So it’s January again. It seems, dear reader, to have come round a bit quick, but the calendar never lies. Actually that’s rubbish. My calendar says it’s 2010, so can’t really be trusted for anything very much at all anymore. But, depsite my calendar’s confident assertion that it is eternally December 2010, it is, quite clearly, January all over again, and time to do the whole resolution thing once more with feeling.
To get me in the mood for this I had a little lookie back here to see what I’d resolved last year. I won’t lie. It was a tad disheartening, because basically I’m going to be resolving all the same stuff again. I still need to lose weight, about half a stone less than I needed to lose at the start of last year, but the bigger picture is still rather unhealthily hefty. I still need to focus more on writing, and I still need to get over my utter phobia of being in control of a moving automobile.
Now that realisation might give the impression that 2012 was not a successful year. That would not be true at all. 2012 was great. I went to the Paralympics. I gained a very gorgeous niece. I went to Venice (and Venice is, in my humble opinion, amongst the very best of the good places on the planet). I won a short story competition which earned me a year’s guardianship of a little cup. I saw a panda in Edinburgh Zoo on my 10th wedding anniversary. I joined a tiny little writer’s critique group all of whom say fabulously useful things, and frequently offer me cake. I spent time doing things with people I like.
It wasn’t a year into which no rain fell. My incredible, irrepressible grandmother died at the age of 97 in June. I was poorly for a slightly disappointing proportion of it (rather inconveniently I seem to have developed IBS). And, as we’ve already noted, I didn’t really achieve my stated goals for the year at all.
So maybe that should tell me that resolutions really are a waste of time. Maybe I should stop aiming for things I’m probably not going to achieve, and concentrate on enjoying whatever comes my way. Well, partly. The “enjoying whatever comes my way” sounds good, but I still think the resolutions are worthwhile too. Because, somehow, I absolutely believe that this year will be different. This year I will do better. I think it’s good to believe that – it makes us keep trying. I don’t really do bumper-sticker wisdom. The cute sayings and affirmations that people post on their facebook statuses leave me befuddled, but here’s one I do believe. I believe that it is, pretty much always, better to try and fail, than not to try.
So in a spirit of trying, and embracing the risk of failing, here are my resolutions for 2013:
1. Lose weight – 3 stone 10lb to be precise. And keep it off.

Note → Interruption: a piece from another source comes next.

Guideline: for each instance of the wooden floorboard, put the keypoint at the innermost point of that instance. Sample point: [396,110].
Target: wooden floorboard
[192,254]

2. Finish writing a second novel, start a third, and submit a competition short story at least once per month.
3. Get over the driving phobia.
4. Get back to blogging every(ish) week. On that note – the all new blog day for 2013 is Wednesday. Mark it on your (possibly decades out of date) calendars – Wednesday. Wednesday. Wednesday.
You never know – this might be the year I stick to all my resolutions. And if not, I’m sure the failing will bring it’s own joys along with it. See y’all back here for a review in 2014?